NO COUNTRY FOR LEARNED HELPLESSNESS
Take a moment and think about your favorite school teacher. Most of us had at least one great teacher. That person is likely to have embodied a superhero quality at a time in our lives when we were extremely vulnerable.
Many of us decided to go into teaching because that favorite teacher was someone we wanted to emulate. Wouldn’t that teacher deserve safe working conditions? Don’t you?

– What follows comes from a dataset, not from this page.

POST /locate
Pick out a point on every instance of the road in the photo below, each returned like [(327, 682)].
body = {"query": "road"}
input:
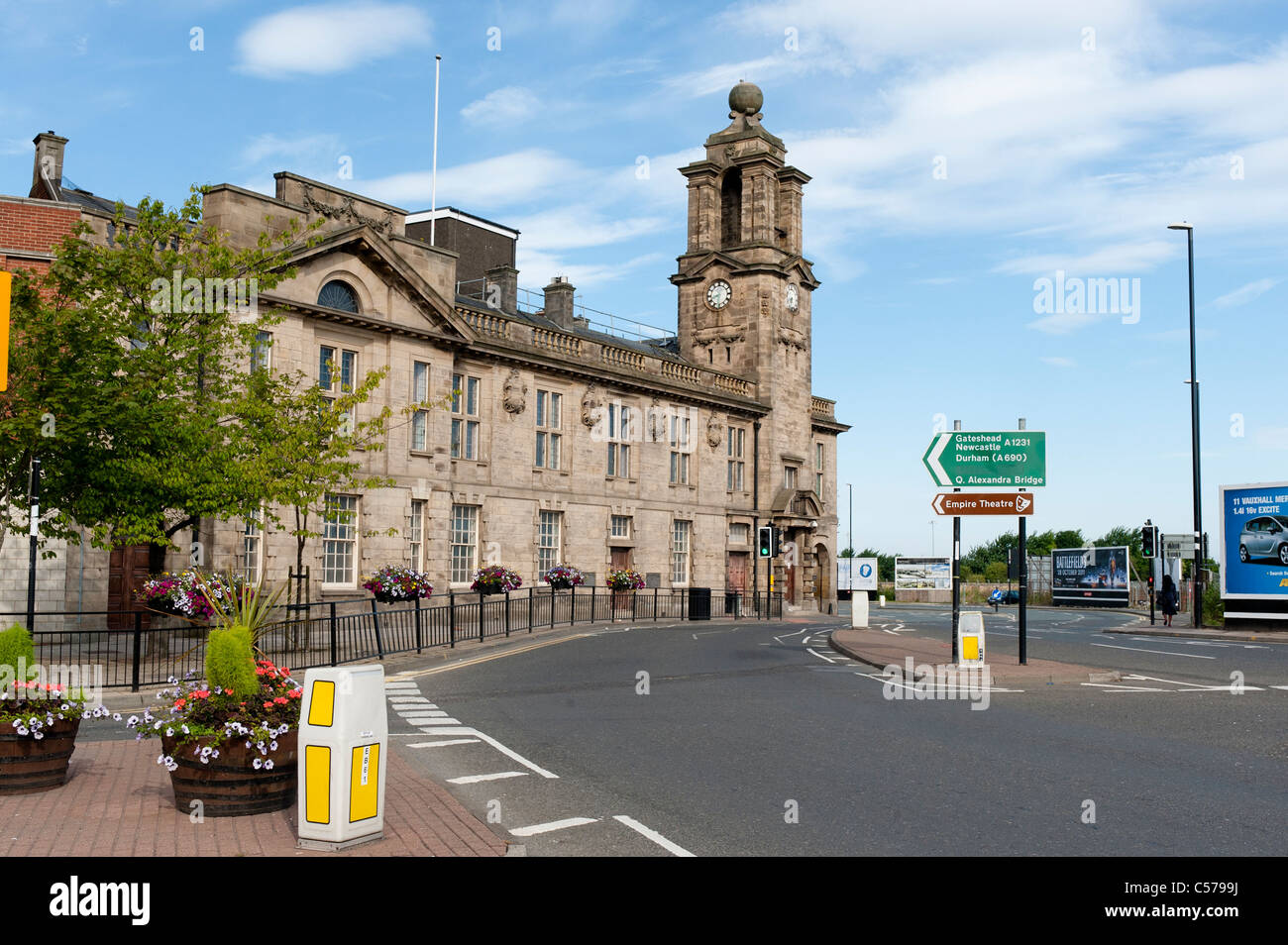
[(758, 739)]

For too long, workers in various fields have been asked to accept risks of bodily harm as part of the job. This seemed reasonable for roofers and firefighters, but there was a time when schools were considered safe spaces.
In some ways, we still associate schools with safety. During a natural disaster, schools provide safety and refuge. But in day-to-day operations, schools have become one of the most dangerous workplaces in the U.S.
In the time of coronavirus, teachers are being asked to accept a very great risk. They are being asked to risk catching a virus that has killed healthy adults.
Recommendations to make classes safer are:
- Offer classes for older children online
- Keep class sizes small
- Require masks and social distancing
- However, the ability of young children to maintain adequate social distance and wear face coverings remains to be seen
What is much more likely to happen is that schools reopen, classes go on as usual and the rate of infection rises. Teachers feel scared. Some will choose to resign or retire out of concern for their well-being. Some are unable to do this. My advice to educators, when faced with unsafe working conditions, is to stand in solidarity with one another and demand that safe working conditions be established.
The best way for teachers to have a safe work environment is to join the Wisconsin Education Association Council, the union dedicated to serving employees in the K-12 public education system as well as faculty and support staff in the Wisconsin technical College System. WEAC is providing Members Only webinars to work with educators on developing protocols to ensure the safety of faculty, staff and students.
Many Wisconsin teachers likely feel powerless since it is illegal for them to strike. Act 10 established Wisconsin a right-to-work state. Despite Scott Walker’s attempt at killing public employee unions, WEAC remains a formidable force. Their strength is in numbers so membership is vital. The protections a union can provide have never been more important than they are at this moment.
Every essential worker has extraordinary power in this time, if only they choose to exercise it. Qualified educators are irreplaceable. Parents certainly don’t want to be tasked with providing education. The push to reopen schools is largely coming from parents who cannot spend more time with their children.
Many students are as frightened as teachers. Despite what some lawmakers are saying, children do catch COVID-19 and some have died from it. The rate of infection in children is far less than in adults, but it is extremely likely that childhood cases of COVID-19 are undercounted because children with the virus exhibit few symptoms. What appears to be a common cold might be a case of COVID-19 that never gets reported because the child was not tested.
These are extraordinarily difficult times made more harrowing by believing this pandemic is non-existent or that the risk of contagion is far less than it actually is. Teachers, please do whatever you need to do to stay safe. Parents, be nice to your child’s teachers.